12H27 | 23/06/2008 | Permalien

Cet épisode nous montre une fois de plus que le problème de l'immigration n'a absolument pas été réglée par Sarkozy et Hortefeux.

Elle continue de grimper, de produire des effets néfastes (cf désormais en plein Paris des bagarres régulières entre bandes « ethniques » rivales…).

Tout cela sous pression du grand patronat français et européen qui veut toujours plus d'immigrés afin de faire pression à la baisse sur les salaires et les droits sociaux.

Sarkozy, Hortefeux, beaucoup de parlotes, beaucoup de vent, mais RIEN !
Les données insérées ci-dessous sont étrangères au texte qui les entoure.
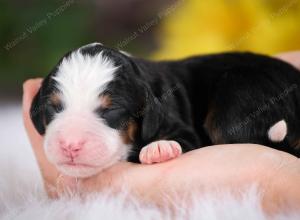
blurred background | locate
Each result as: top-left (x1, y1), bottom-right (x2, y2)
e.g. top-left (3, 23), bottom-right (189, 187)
top-left (0, 0), bottom-right (300, 139)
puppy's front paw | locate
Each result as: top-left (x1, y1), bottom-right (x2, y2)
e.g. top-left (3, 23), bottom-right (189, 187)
top-left (140, 141), bottom-right (182, 164)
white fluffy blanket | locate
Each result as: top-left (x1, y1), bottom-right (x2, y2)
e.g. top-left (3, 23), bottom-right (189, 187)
top-left (0, 105), bottom-right (300, 220)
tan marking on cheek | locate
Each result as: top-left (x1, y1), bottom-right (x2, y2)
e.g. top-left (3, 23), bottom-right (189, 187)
top-left (100, 95), bottom-right (112, 108)
top-left (121, 120), bottom-right (137, 144)
top-left (50, 93), bottom-right (61, 105)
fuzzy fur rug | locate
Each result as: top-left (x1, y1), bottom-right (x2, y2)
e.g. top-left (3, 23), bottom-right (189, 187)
top-left (0, 105), bottom-right (300, 220)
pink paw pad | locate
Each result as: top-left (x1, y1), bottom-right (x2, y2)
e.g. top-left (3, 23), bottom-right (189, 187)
top-left (140, 140), bottom-right (182, 164)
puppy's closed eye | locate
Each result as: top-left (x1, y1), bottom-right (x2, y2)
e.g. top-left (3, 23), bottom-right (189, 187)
top-left (97, 106), bottom-right (127, 129)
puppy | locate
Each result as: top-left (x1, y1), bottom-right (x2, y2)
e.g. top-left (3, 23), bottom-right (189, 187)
top-left (31, 43), bottom-right (300, 177)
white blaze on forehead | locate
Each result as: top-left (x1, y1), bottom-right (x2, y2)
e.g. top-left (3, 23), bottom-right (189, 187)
top-left (53, 49), bottom-right (118, 109)
top-left (268, 120), bottom-right (288, 142)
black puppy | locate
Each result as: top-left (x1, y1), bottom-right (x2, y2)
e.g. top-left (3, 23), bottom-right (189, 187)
top-left (31, 43), bottom-right (300, 177)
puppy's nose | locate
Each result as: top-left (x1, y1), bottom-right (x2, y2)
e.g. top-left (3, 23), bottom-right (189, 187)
top-left (59, 140), bottom-right (85, 158)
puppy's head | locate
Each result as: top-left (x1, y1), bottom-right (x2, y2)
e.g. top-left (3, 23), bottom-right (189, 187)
top-left (31, 43), bottom-right (162, 177)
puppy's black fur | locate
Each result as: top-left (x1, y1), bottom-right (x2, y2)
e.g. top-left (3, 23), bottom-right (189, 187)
top-left (31, 45), bottom-right (300, 162)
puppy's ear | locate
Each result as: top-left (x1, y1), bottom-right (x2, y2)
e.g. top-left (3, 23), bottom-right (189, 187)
top-left (30, 89), bottom-right (45, 135)
top-left (142, 88), bottom-right (164, 140)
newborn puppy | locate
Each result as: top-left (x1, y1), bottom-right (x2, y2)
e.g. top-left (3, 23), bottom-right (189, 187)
top-left (31, 43), bottom-right (300, 177)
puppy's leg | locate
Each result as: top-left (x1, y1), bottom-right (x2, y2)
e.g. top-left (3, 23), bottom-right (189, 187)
top-left (139, 122), bottom-right (201, 164)
top-left (139, 140), bottom-right (182, 164)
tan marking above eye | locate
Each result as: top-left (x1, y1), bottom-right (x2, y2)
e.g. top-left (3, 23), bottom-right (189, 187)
top-left (121, 120), bottom-right (137, 144)
top-left (100, 95), bottom-right (112, 108)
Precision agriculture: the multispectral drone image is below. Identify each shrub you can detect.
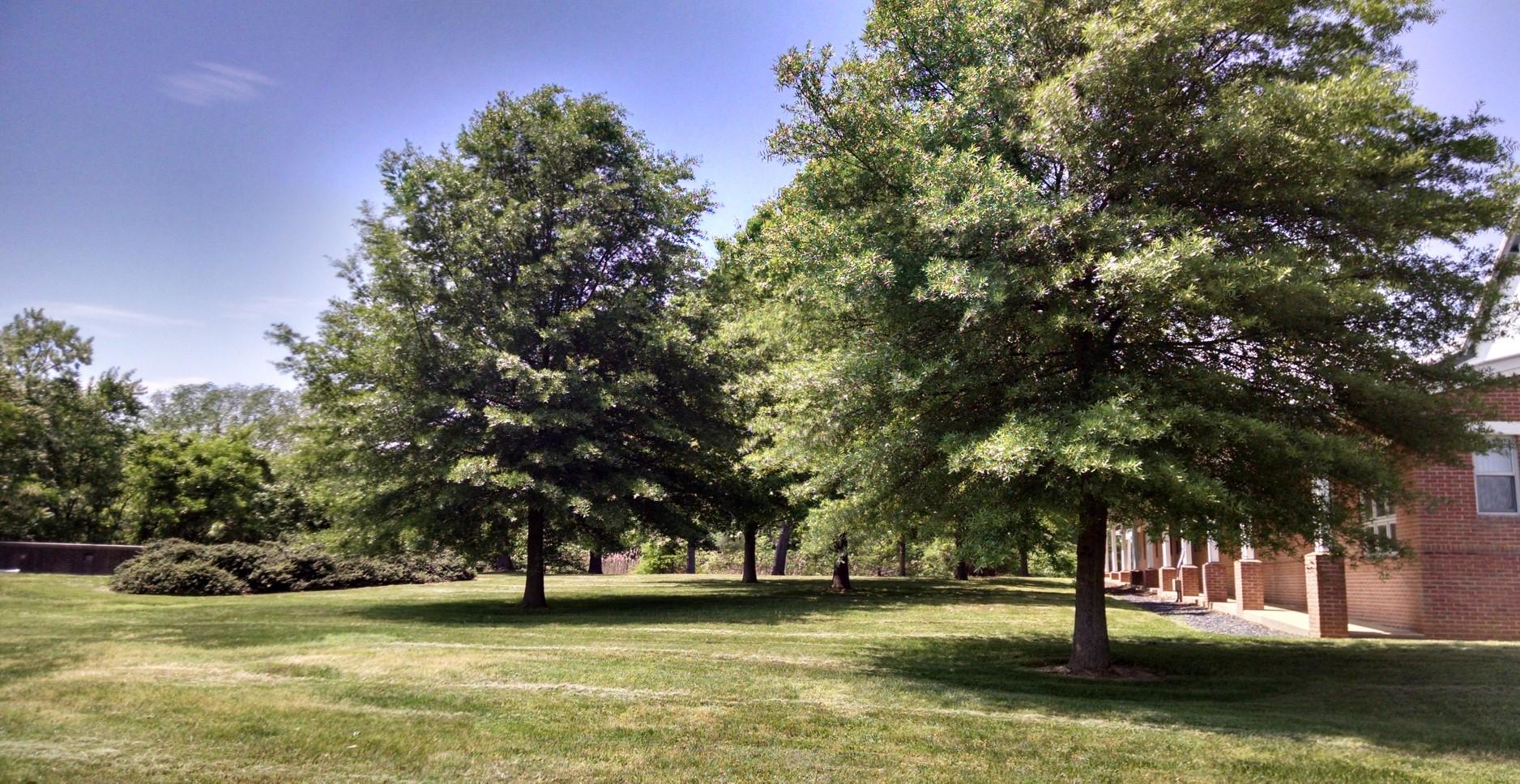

http://www.levraidebat.com

Portrait de Pentelique

De Pentelique

consultant biotechnologie | 12H31 | 23/06/2008 | Permalien

Il n'est pas fréquent de mourir d'une crise cardiaque à 41 ans. Même pour un Tunisien. Par contre dans ces cas là habituellement c'est le rapport d'autopsie qui détermine la cause de la mort et pas le médecin consultant de passage. Il y a donc quelque chose qui ne colle pas dans les infos qui nous ont été données.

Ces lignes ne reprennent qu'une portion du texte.